Sinclair wanted to go to college after graduating from Hendersonville High in 1958, but he didn’t have enough money. So he enlisted in the Air Force. After attending cryptology school, he was assigned to the National Security Agency and spent 26 months in the Philippines, setting aside $4 for discretionary spending every payday and banking the rest.
“Needless to say, I spent a lot of my off-duty time in the [base] library,” he says. “I also worked as an unpaid staff member at the local Armed Forces Radio and Television Service affiliate. I started as a disc jockey and worked my way up to sports director, doing the evening sports broadcast, a Saturday special and play-by-play of football games.” While on duty, a major focus of his work was China.
Following his discharge in 1960, Sinclair enrolled at Wake Forest, but money was still in short supply, so he accelerated his studies to graduate in three years. He enrolled at Stanford University on a Woodrow Wilson Fellowship to study European history, but in his second year there, an opportunity cropped up that would sharply alter the course of his career.

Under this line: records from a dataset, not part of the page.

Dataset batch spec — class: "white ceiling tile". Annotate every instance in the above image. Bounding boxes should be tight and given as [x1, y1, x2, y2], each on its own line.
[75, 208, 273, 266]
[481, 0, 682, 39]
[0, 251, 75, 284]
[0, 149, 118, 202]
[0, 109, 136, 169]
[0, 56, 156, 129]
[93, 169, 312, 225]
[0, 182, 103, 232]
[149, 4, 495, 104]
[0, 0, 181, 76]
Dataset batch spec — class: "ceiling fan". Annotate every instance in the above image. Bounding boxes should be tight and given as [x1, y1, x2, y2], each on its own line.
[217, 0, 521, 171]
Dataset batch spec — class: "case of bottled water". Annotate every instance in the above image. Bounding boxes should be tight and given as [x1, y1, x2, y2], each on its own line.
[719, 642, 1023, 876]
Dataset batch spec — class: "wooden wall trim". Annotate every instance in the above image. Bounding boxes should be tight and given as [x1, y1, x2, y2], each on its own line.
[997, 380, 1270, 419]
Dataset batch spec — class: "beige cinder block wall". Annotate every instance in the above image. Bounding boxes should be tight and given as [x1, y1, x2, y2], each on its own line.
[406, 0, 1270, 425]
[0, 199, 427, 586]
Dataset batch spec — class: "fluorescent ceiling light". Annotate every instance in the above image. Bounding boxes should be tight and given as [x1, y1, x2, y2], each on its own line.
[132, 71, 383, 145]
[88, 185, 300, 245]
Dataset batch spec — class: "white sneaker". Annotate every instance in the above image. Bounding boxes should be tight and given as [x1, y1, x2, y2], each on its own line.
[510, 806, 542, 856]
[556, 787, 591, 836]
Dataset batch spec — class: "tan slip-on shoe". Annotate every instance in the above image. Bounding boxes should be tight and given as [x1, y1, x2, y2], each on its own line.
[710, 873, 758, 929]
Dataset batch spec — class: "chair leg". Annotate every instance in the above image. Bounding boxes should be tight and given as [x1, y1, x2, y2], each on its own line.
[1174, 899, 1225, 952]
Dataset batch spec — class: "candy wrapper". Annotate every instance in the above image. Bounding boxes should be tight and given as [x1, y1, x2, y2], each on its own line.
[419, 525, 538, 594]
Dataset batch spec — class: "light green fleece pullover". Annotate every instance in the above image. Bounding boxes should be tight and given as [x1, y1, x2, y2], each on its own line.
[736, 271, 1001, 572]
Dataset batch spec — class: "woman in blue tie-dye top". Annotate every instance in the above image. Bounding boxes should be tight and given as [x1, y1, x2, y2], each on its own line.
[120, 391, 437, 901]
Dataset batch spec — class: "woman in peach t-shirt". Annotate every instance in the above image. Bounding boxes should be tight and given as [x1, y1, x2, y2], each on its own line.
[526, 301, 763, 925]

“To counteract overspecialization [in academe] and encourage greater expertise in East Asia, the Ford Foundation developed, with Stanford, a double doctorate program in either U.S. or European history, and Asian history — either Japan or China,” he says. “I chose China, as so much more concentration, comparatively speaking, was being given to Japan. It was a wonderful opportunity, because the best history, as has been said, is comparative history.”
Sinclair, whose Stanford program included four years of formal study of the exceedingly difficult Chinese language, completed his doctorate after returning to Wake Forest in 1968. Besides his teaching and scholarship, he did consulting and translating with local businesses and worked with the public school system in developing East Asian programs.
Sinclair, who retired from teaching last year after being diagnosed with cardiac problems, recalls fondly the many students in whose lives he made a difference over the years. He still meets with students and continues his research, hoping to find the time to do a lot of the writing he put off due to other commitments.